Software Quality In a Non-Software Company?
Nicros writes "I work for a publicly traded biotech company that happens to write software that is, in fact, kind of critical for the business — without it no data would ever be read from our instruments, and no analyses would be performed on that data. The problem is that as a 'biotech' company, we are not taking software quality seriously. We have no senior management with any history of commercial software development — our C level has really no clue whatsoever what software really is, much less what is going on in software development. All of our quality processes are related to manufacturing our system (not software), so we are constantly forced into ad-hoc development since there is no real process for our development.
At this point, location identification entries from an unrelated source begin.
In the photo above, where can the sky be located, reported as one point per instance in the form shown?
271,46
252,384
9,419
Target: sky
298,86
Repeated requests to hire someone with some real commercial software development experience have gone unanswered. I have been to the CEO directly one-on-one and although he agreed this was an issue, thanked me, and said he would look into it, that was the end of it. He has bigger things to worry about. So the question: Is this just a fact of life and I need to deal the best I can? What else can I do to get some attention on software quality in the company?"
Agreed.
Define problem (your product is useless brick without software), show where it would cost your company dearly (someone using your equipment suing your ass off when they make critical business decidion based obn results from your faulty equipment), come up with two alternative solutions. (good internal practices, opensourcing, hirinig third party company)
Make power point presentation, call everyone you can on meeting and present it. Scare higherups to action. Make sure you don't blame anyone for this problem. Make sure you don't threaten anyone's position with solutions.
-- Technology for the sake of technology is as pathetic as eschewing technology because it's technology.